Я сидел в парикмахерском кресле, довольно крупная женщина-парикмахер стригла меня, прижимаясь то коленом к моему бедру, то нависая и впечатываясь в мое плечо большим мягким животом. Я был совсем юным и худым, мослы мои выступали, ребра можно было пересчитать, и окунаться в такое стратостатно-воздушно-упругое было очень приятно. Я видел в зеркало: она о чем-то говорила парикмахеру за соседним креслом, поворачивала мою голову легким и точным толчком руки вправо, влево, вниз подбородком — теперь я не видел ее — и продолжала прижиматься ко мне.

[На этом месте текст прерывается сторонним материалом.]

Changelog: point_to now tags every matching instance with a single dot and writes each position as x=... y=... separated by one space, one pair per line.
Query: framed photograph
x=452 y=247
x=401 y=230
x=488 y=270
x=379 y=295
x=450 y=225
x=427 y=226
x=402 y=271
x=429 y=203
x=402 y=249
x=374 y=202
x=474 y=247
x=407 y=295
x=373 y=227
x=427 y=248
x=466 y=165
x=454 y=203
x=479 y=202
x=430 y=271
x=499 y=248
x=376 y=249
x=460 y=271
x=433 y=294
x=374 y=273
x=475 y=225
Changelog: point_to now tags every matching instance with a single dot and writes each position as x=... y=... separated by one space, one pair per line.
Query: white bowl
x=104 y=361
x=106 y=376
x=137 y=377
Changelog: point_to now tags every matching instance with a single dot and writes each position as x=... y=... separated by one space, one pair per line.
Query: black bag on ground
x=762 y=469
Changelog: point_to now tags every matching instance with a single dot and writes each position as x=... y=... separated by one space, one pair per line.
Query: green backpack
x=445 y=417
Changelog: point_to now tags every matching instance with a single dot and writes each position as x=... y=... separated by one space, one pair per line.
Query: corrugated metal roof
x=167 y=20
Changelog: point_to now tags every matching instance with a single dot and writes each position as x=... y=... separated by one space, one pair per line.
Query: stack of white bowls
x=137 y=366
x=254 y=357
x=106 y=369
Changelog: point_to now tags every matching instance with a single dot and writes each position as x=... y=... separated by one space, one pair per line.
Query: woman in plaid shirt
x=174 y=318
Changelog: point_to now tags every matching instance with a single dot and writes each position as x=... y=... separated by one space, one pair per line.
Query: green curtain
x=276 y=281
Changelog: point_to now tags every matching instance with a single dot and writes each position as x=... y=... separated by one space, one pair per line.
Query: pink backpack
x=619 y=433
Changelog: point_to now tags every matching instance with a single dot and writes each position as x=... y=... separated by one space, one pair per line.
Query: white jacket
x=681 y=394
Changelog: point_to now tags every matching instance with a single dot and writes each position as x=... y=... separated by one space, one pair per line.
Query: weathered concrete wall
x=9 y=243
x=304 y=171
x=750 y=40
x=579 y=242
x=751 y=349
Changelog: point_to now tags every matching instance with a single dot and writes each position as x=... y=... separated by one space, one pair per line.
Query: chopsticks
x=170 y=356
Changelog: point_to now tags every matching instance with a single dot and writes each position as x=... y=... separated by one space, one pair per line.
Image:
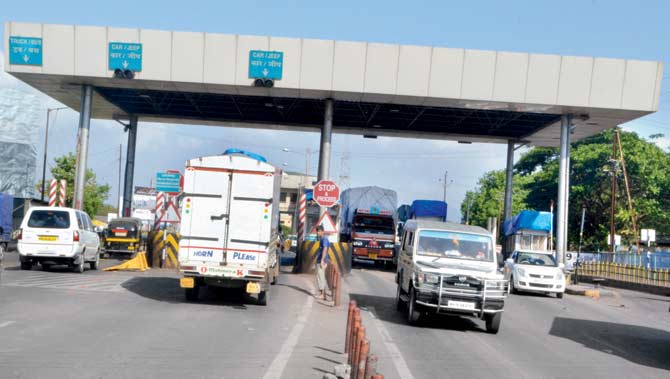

Хотелось, чтобы это продолжалось вечно.
…луна уходит с постели.
…и ты отвернулась.
…я и не заметила, когда ты отодвинулся от меня, потянув на себя простыню, почти на край.
ГЛАВА СЕМНАДЦАТАЯ
— Зажги свет.
«Болит низ живота».
— Не надо. Луна.
«Будто и не она. А как кричала!»
— Хорошо здесь.
«О, мой бог войны!»
— Я даже не знаю, где мы.
«Не все ли равно».
— Ящерица — на стене. Замерла.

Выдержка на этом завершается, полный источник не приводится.